Il Ministero dello Sviluppo Economico ha pubblicato la prima Relazione annuale sullo stato d'attuazione della politica del Governo a sostegno dell'ecosistema delle startup innovative.

La Relazione espone i risultati del primo anno di attuazione del pacchetto normativo che ha introdotto, per la prima volta nel paese, una definizione di startup innovativa e ha tracciato un'ampia gamma di agevolazioni a favore di tali imprese.

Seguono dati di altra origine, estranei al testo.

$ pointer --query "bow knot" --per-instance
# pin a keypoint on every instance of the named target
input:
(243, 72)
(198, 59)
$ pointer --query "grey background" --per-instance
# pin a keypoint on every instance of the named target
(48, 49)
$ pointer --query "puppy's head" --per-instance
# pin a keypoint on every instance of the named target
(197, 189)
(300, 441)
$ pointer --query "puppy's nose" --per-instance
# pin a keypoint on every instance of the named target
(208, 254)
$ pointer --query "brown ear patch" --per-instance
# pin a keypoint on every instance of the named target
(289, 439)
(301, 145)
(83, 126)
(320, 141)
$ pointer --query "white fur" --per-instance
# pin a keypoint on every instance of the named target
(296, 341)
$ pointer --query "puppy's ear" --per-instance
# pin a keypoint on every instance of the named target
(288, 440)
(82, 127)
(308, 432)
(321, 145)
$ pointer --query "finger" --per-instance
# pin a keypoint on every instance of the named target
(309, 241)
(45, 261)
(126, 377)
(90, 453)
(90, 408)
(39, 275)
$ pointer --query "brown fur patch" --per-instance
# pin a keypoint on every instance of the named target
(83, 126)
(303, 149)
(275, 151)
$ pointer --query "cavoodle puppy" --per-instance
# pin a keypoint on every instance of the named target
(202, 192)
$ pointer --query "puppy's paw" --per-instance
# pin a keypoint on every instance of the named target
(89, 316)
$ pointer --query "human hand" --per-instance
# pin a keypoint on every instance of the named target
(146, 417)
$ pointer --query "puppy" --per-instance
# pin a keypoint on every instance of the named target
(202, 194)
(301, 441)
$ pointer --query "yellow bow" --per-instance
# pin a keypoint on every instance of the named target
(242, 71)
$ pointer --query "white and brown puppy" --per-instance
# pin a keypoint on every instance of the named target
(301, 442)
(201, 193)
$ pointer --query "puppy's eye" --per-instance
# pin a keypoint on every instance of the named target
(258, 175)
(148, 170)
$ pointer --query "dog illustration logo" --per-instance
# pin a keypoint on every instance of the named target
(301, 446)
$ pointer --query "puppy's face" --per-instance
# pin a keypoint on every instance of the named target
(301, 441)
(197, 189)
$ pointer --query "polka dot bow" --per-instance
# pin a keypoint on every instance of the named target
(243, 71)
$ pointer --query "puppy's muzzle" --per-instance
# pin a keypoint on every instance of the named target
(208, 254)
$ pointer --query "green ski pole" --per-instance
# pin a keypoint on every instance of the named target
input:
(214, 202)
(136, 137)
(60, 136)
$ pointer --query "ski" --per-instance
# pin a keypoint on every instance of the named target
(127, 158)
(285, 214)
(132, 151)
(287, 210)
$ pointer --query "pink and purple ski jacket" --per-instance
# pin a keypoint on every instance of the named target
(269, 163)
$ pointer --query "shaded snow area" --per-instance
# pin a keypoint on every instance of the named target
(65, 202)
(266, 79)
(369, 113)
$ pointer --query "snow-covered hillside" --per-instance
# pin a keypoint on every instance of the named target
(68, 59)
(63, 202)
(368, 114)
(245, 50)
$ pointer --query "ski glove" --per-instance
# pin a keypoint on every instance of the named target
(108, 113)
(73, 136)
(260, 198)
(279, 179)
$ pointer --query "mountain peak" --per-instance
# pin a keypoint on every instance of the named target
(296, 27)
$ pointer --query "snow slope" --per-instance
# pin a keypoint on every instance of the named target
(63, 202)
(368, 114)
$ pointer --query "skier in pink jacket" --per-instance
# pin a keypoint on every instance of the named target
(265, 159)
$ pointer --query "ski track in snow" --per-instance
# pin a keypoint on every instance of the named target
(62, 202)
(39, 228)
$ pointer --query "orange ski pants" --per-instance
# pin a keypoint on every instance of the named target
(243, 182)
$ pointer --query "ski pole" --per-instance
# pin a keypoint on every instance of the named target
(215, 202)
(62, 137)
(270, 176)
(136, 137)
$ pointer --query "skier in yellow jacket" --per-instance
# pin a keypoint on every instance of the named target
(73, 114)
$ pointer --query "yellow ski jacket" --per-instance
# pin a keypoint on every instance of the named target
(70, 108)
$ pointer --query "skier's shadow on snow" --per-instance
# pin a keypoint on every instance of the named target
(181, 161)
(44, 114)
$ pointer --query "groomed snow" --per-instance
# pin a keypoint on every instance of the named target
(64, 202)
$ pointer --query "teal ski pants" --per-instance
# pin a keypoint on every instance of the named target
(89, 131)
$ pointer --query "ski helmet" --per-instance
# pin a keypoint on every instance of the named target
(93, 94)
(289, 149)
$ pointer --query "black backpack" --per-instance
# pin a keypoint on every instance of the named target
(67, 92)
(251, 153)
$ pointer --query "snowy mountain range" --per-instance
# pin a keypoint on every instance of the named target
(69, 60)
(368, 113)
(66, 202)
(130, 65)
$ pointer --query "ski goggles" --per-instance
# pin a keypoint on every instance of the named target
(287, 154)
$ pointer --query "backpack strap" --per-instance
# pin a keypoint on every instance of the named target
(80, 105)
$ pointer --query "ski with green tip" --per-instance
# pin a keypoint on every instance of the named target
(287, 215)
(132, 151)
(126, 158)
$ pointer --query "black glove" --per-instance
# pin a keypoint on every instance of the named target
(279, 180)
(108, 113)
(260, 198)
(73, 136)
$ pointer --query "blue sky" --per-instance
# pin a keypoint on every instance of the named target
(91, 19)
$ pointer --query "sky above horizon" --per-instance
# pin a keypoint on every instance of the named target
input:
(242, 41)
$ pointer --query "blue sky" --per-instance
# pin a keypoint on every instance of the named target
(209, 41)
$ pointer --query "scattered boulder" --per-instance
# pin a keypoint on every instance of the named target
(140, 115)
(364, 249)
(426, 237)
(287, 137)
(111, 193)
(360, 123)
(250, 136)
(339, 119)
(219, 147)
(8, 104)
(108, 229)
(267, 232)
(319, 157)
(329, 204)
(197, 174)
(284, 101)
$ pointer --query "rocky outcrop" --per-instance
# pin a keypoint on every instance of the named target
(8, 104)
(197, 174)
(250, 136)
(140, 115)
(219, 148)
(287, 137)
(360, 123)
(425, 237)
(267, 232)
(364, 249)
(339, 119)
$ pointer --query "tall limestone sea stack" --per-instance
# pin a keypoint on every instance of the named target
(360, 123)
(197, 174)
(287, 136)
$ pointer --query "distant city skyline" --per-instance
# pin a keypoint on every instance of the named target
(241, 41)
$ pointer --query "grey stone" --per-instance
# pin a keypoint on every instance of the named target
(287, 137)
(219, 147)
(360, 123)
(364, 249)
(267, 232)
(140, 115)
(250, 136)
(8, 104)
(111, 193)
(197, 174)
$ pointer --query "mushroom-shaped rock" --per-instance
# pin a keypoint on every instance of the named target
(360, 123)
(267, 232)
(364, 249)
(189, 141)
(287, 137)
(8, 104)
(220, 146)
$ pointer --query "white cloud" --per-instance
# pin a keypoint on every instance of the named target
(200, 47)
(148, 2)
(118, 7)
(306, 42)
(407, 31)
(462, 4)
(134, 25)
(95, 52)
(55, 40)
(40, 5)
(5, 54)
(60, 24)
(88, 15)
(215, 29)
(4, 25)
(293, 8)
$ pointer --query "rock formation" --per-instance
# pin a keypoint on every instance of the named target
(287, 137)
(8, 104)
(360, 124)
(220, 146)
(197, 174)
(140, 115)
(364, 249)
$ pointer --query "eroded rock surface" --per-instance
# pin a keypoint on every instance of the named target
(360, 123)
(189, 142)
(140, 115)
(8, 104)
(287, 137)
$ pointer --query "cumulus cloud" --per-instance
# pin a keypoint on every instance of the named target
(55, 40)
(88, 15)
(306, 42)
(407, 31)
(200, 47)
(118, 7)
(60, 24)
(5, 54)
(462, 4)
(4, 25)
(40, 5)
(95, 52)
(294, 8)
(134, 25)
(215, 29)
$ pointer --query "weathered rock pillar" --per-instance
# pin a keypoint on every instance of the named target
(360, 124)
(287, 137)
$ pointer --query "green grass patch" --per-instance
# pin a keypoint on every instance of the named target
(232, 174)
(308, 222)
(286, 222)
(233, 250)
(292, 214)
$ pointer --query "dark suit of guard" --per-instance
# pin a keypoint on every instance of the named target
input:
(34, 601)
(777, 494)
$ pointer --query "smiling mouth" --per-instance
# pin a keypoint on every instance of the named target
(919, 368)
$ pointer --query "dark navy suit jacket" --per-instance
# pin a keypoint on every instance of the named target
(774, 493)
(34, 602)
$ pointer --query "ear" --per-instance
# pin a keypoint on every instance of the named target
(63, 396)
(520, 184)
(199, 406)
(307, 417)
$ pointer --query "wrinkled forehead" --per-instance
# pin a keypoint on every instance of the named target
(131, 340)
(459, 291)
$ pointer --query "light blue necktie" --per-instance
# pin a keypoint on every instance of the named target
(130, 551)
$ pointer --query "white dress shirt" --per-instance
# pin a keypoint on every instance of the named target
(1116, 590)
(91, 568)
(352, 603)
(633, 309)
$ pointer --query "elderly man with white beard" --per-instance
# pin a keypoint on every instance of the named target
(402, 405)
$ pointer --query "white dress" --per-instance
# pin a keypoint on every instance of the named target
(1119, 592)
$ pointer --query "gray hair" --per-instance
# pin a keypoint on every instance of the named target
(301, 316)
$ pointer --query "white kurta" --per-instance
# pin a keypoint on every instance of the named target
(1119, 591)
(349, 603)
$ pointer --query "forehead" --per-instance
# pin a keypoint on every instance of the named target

In breve, dalla Relazione risultano essere 1.719 le startup innovative iscritte a febbraio, alla sezione speciale del registro delle imprese: il 30% nel Nord-Ovest, il 28% nel Nord-Est, 23% al Centro e 19% nell'Italia meridionale e insulare. Lombardia, Emilia Romagna e Lazio, Milano, Roma e Torino le regioni e le province più popolose. Guardando alla distribuzione settoriale, il 78% delle startup innovative opera nei servizi (in particolare nella produzione di software e nelle attività di ricerca e sviluppo), il 18% nell'industria e nell'artigianato, il 4% nel commercio, ma non mancano esempi di startup attive nel campo del turismo e dell'agricoltura.

Sono invece 19 gli incubatori certificati, ovvero quelle strutture dotate di un'esperienza consolidata nell'attività di sostegno alle startup innovative, presenti sul territorio.